And yet it may be the bravest thing I have ever witnessed.
One of the cruelest things about despair is that it narrows a person’s vision until they can no longer see their own shape in the lives around them. They cannot see the empty chair. The unanswered text. The birthday that arrives differently. The joke that no one else knows how to tell. The particular way they enter a room and change its weather.
They cannot see what others would lose.
The tragedy is not only that they hurt.
The tragedy is that they begin to believe they do not matter.
But they do.
God, they do!
The older I get, the less I am impressed by grand achievements and the more I am moved by ordinary presence. The friend who calls. The friend who listens. The friend who sends a ridiculous meme at exactly the right moment. The friend who stays.

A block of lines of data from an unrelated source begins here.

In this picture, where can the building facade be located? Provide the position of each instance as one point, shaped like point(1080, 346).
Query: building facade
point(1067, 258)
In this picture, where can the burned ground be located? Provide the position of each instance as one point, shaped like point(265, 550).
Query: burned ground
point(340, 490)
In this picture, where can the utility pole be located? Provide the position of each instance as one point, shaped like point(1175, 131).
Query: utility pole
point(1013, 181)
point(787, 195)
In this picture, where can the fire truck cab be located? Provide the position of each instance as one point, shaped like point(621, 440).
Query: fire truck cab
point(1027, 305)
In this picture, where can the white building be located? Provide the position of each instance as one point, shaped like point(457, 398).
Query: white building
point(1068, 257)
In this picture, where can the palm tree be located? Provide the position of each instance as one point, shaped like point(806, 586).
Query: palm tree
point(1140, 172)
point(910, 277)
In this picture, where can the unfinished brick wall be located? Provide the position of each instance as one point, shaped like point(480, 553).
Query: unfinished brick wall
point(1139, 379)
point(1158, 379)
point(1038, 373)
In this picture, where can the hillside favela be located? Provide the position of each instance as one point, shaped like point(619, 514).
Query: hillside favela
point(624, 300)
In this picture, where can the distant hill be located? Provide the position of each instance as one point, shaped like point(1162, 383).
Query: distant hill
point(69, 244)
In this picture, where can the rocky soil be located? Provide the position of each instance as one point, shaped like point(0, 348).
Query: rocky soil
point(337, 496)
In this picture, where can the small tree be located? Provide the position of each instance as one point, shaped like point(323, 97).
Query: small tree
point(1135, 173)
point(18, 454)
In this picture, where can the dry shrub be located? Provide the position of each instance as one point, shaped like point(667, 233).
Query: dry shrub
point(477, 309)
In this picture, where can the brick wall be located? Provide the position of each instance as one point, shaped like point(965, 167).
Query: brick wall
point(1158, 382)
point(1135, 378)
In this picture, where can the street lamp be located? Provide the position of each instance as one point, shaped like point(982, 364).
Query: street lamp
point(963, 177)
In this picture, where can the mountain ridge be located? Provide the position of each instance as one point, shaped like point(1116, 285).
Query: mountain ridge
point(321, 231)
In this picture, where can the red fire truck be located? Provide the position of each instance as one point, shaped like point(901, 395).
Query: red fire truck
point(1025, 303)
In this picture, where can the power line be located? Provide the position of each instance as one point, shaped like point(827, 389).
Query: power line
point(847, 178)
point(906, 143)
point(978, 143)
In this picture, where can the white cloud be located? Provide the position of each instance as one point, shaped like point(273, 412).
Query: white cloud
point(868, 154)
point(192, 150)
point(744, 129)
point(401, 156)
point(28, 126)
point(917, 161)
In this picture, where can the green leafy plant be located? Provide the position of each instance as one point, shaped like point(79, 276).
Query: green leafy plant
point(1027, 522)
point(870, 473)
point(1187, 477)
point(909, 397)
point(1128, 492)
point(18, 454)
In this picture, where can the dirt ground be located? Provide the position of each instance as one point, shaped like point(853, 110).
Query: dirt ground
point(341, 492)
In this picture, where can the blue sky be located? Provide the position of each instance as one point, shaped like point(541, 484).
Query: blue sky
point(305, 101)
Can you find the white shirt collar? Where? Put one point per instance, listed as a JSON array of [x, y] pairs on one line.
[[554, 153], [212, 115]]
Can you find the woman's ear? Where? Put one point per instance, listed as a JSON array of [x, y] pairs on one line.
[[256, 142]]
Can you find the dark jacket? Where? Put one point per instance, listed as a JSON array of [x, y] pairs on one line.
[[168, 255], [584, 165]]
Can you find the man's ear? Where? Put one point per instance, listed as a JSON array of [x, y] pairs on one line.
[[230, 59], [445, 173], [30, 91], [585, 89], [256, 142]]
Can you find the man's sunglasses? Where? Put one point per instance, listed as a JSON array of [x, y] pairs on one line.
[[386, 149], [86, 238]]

We imagine people remember us for our milestones.
Mostly they remember our nearness.
They remember how safe they felt around us.
They remember laughing until they couldn’t breathe.
They remember being understood.
I wrote the poem below because I wanted to say something to my friend that depression could not interrupt. Something that might survive the noise. Something that might remind him that while he was busy cataloging his flaws, there were people quietly loving him for reasons he could not see.
Maybe someone else needs to hear it too.
Maybe someone reading this has forgotten that their life has become woven into other lives in a thousand invisible ways.
Maybe someone reading this believes they would not be missed.
They are wrong.
And I hope they stay long enough to discover just how wrong they are.
Feel free to share this with someone you know who might be going through the same.
What They Miss
Even the friends you’ve drifted from,
the ones whose faces you only see now in the small lit window of a phone.
They miss you.
Not the grand version of you.
The ordinary one.
The long talks that wandered into the dark and
didn’t care what time it was.
The goofing around.
The stupid jokes that were never actually funny,
which was exactly what made them funny.
What wouldn’t they give to be where you are right now,
in this plain, unrepeatable morning,
which you might be tempted to call nothing special.
They miss the way you laugh.
They even miss, though they’d never say it,
the particular smell of you —
the way a person’s nearness has a weather all its own.
So the next time you stand in front of the mirror
and find only the things you’d change, stop.
Know that you are being admired from somewhere you can’t see.
Know that I am looking too,
and that I am loving you back.
Yes, you!
Exactly as you are this morning,
with your unbrushed hair
and your whole astonishing life still ahead of you.